I have decided to post the answer to my question just to show how I solved it, which is a bit unusual, and given that none of the solutions I could find online worked in my case.

I realized that the warning actually comes from the logreg function (for categorical variables with only 2 levels), rather than from polyreg. So, given that the glm.fit() function is called not just from within mice, but from within logreg, I ended up finding the mice code on Github, copying the logreg function, editing the glm.fit() call with the control parameter for maxit, renaming it as specified in the ?mice 'Details' section, and using that. Worked fine (after some more debugging, lol), and the algorithm now converges.

ayePete
  • 411
  • 1
  • 7
  • 23
  • 1
    Having this same issue - do you have a link to your fix? I don't konw which branch on github is yours – user2498193 Feb 18 '20 at 19:51
  • 3
    Here you go: https://github.com/ayePete/missing_data. You would need to download the code into your working directory, and then, in your `mice` function call, add this argument: `defaultMethod = c("pmm", "logreg_2", "ployreg").` – ayePete Feb 19 '20 at 10:40
3

mice() internally applies regression analysis for each variable that is to impute and chooses by default automatically a method according to the data type. So, for your categorical variables it selects a polytomous logistic method, that uses glm.fit(), and that did not converge.

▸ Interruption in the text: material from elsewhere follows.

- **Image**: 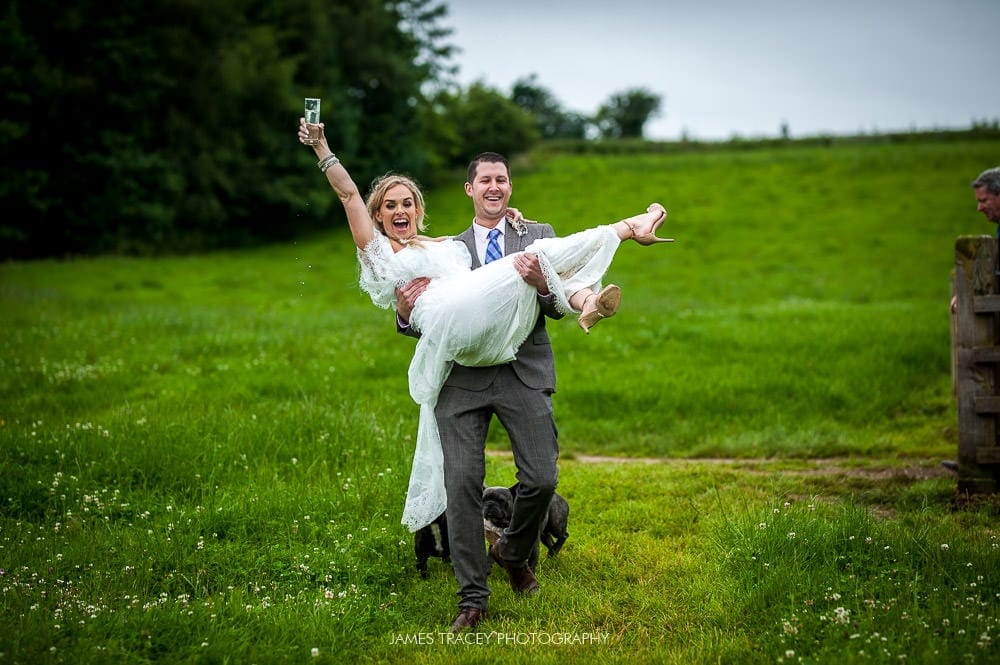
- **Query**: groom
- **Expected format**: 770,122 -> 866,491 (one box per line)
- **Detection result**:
396,152 -> 562,632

To simply remove the error, you could set method="pmm" (predictive mean matching) for all variables, or convert categorical variables into numeric beforehand. However, this could lead to wrong results and I strongly recommend to overthink your imputation approach and examine why the algorithms won't converge.

jay.sf
  • 60,139
  • 8
  • 53
  • 110
  • Thanks for the reply. I know that the warning originates from the polytomous logistic method. I also read somewhere that one way to deal with this error is to increase the number of iterations for `glm.fit()`. I'm wondering if there's any way to do this from the `mice` interface? I've read through Stef van Buuren's [paper](https://stat.ethz.ch/education/semesters/ss2012/ams/paper/mice.pdf) describing the package, but can't find anything in that line. – ayePete Nov 13 '19 at 10:53
  • 1
    @ayePete You could try to provide an own imputation method for your categorical variables as it is described in `?mice` section "Details" first chapter under the methods list. Something `glm.fit(control = list(glm.control(...)))`, replace the `...` with custom values, look into `?glm.fit` and `?glm.control`. – jay.sf Nov 13 '19 at 11:05
  • 1
    This is a very good hint from jay.sf. If you think you have better parameter settings for underlying algorithms, a lot of packages enable you to forward parameters to the underlying functions. You can identify if this is possible from the ... parameter in the documentation. E.g. for mice the ... parameter in the documentation states: "Named arguments that are passed down to the univariate imputation functions.". As jay.sf describes, you just write the parameter you would specify in glm.fit as additional parameter to your mice() call. – Steffen Moritz Nov 15 '19 at 16:57
  • Thanks, @stats0007. I actually wasn't sure how to go about adding a new parameter (i.e., still didn't understand the hints, lol.), and not also sure if this is going to override the value of the current one. – ayePete Feb 04 '20 at 11:27
1

I experienced a similar error, and the issue was coming from the fact that some variables were completely collinear in the predictorMatrix. The model build by mice was unidentifiable; that was the problem for me. Posting here for googler's sake to double-check the predictor matrix, that for example, dummy variables are not collinear. Removing one of the levels allows the logreg method to work fine.